A partir desta delimitação mais ampla a pesquisa foi direcionada para dois grupos de receptores, escolhidos por sua posição de classe (os grupos “popular” e “dominante”), já que a autora acredita que este recorte possibilita o acesso a um “locus privilegiado de significação”. As técnicas de pesquisa foram eminentemente qualitativas, com entrevistas abertas e “observação participante”, tendo sido aplicadas na recepção da novela “Sol de Verão” (1982/83) da Rede Globo, escrita inicialmente por Manoel Carlos e depois da morte do ator Jardel Filho por Lauro Cezar Muniz. Ondina Leal ainda enriquece a pesquisa e o trabalho com uma série de fotografias das casas dos entrevistados, concretizando uma “etnografia dos objetos” que revela as preferências estéticas dos receptores da novela. Aqui é nítida a influência de P. Bourdieu e sua análise do gosto onde os agentes se posicionam conforme o “capital cultural” e acionam “estratégias de legitimação”.
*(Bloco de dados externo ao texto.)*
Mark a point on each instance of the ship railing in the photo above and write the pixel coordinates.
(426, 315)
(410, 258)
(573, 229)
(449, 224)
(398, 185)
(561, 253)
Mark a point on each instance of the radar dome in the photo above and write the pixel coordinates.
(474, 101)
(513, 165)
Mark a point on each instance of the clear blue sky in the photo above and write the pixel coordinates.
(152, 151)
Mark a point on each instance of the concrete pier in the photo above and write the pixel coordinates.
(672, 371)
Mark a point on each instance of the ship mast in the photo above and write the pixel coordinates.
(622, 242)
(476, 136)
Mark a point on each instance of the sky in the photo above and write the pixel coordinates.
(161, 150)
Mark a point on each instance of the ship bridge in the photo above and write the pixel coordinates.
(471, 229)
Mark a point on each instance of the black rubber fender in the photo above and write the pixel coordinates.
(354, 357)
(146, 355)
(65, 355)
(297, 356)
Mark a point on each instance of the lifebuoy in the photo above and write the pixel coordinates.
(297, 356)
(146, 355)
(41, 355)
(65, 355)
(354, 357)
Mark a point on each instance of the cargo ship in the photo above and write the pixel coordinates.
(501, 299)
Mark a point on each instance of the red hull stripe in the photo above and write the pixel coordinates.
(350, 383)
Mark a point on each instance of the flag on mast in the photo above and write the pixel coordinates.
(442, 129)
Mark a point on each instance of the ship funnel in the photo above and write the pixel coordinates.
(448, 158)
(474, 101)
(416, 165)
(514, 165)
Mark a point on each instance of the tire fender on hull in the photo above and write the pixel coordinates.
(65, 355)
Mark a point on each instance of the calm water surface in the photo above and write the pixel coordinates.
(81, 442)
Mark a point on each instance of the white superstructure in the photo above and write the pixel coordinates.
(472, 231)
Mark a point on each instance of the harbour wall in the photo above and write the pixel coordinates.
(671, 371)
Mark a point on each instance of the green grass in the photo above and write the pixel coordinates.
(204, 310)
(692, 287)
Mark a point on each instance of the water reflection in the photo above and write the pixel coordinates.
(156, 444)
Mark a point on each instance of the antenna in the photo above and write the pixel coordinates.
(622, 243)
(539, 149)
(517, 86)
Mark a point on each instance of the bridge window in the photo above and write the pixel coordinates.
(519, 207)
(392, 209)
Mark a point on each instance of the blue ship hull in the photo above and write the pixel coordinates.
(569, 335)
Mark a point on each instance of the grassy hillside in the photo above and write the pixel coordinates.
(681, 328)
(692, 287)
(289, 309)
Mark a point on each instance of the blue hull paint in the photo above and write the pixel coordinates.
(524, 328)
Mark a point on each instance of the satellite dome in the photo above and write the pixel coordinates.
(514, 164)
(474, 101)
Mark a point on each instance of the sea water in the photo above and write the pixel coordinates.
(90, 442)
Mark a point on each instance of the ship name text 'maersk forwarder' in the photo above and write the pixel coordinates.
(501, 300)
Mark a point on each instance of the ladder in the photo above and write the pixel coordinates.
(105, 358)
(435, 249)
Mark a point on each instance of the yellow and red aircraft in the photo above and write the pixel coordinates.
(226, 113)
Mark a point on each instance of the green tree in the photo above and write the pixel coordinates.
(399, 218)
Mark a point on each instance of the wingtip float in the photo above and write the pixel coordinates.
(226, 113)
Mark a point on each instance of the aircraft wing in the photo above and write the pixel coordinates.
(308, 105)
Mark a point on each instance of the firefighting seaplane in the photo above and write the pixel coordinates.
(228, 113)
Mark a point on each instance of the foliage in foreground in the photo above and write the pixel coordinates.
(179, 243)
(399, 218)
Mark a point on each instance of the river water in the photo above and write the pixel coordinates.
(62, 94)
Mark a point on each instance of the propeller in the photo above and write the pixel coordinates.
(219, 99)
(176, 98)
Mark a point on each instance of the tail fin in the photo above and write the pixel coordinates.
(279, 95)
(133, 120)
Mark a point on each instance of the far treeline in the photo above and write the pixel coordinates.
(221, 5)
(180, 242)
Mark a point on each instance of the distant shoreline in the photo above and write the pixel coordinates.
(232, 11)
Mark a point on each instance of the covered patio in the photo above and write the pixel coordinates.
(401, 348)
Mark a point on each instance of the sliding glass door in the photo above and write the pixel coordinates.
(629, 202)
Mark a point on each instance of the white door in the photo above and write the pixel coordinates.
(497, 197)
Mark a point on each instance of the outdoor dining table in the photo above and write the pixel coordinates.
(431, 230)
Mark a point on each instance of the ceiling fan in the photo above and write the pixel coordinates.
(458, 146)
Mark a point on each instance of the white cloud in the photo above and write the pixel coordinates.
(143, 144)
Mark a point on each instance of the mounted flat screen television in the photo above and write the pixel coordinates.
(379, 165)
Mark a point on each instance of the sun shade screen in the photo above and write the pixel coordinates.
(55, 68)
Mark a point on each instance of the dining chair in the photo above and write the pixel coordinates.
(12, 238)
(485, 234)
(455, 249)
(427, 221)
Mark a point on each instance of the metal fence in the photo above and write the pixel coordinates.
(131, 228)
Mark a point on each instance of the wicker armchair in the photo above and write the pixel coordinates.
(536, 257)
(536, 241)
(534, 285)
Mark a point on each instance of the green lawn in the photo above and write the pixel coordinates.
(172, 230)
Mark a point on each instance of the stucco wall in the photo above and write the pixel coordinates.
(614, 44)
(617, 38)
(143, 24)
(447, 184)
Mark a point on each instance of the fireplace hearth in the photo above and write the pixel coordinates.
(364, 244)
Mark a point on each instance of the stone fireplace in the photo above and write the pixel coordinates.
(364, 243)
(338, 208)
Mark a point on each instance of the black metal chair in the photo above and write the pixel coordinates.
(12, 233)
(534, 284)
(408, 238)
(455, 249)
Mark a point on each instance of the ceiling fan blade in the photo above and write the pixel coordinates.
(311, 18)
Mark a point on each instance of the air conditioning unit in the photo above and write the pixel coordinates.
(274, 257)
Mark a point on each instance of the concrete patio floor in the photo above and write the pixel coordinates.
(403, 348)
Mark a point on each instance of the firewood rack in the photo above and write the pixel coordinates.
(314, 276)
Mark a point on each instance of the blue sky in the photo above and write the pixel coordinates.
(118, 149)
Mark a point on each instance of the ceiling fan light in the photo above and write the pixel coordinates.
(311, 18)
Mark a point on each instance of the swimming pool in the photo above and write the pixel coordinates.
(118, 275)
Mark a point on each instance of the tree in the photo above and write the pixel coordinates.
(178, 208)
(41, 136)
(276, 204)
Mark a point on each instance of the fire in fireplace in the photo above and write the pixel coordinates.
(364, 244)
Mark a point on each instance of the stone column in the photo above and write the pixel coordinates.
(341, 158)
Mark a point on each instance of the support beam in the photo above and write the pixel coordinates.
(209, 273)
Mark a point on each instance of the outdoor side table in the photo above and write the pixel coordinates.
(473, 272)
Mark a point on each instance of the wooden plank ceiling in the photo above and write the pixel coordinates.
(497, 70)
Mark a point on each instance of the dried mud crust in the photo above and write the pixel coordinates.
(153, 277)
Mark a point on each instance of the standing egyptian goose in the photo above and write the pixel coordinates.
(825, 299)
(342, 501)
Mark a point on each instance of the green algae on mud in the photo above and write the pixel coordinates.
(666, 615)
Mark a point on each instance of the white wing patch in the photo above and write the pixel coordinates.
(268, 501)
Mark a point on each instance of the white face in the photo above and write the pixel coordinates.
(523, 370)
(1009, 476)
Vemos então a televisão compondo de forma diferenciada a decoração das residências.
Inicialmente temos uma descrição detalhada dos universos popular e dominante, e num segundo momento surgem as “leituras” da novela pelos grupos em oposição.
O aparelho de TV e o hábito de assistir novelas aparecem como parte integrante de uma vivência de grupo para o pólo popular, permitindo o acesso a “saberes legítimos”: “A televisão é o objeto que veicula uma fala moderna e sábia, é a racionalidade dentro do universo doméstico, e a ordem racional, contraditoriamente, é sagrada como mística. (…) O aparelho de TV é ostentado como bonito porque ele é modernidade, e ostenta-se com ele o poder aquisitivo da posse a prestações” (p. 38-39). No outro extremo, o da “alta classe média intelectualizada”, a novela sofre uma perda de legitimação e vai encarada como “alienante”, ou mera “diversão popular”. E também o aparelho vai perder seu caráter mágico cegando a ser banido para as “salas de TV”.
Após ter captado como televisão e telenovela se inserem nos dois domínios, a autora vai esmiuçar o processo de recepção. Como referência isola alguns elementos temáticos da narrativa da novela, e analisa a partir deles o posicionamento dos núcleos familiares. Vão surgindo assim as questões centrais do trabalho, tanto aquelas mais amplas relacionadas com o processo de recepção de um produto cultural, como as visões diferenciadas de aspectos e personagens da novela. A questão central, que atravessa este núcleo do livro, é sem dúvida a tensão, e às vezes sobreposição, entre os planos da ficção e do real. Para a autora o pólo popular mantém um distanciamento menor do universo ficcional, fazendo uma ponte entre o seu cotidiano e o imaginário da ficção seriada. Já os dominantes mantêm-se mais afastados, marcando sempre a irrealidade do ficcional. O texto aprofunda aqui uma tendência já demarcada anteriormente, quando tocou no ritualismo e atmosfera mágica que cerca a recepção nas famílias populares. No entanto, estamos agora num domínio de apreensão mais difícil através de entrevistas e observação, pois trata-se de captar o “encantamento da identificação” ou o “apelo identitário” como coloca a autora.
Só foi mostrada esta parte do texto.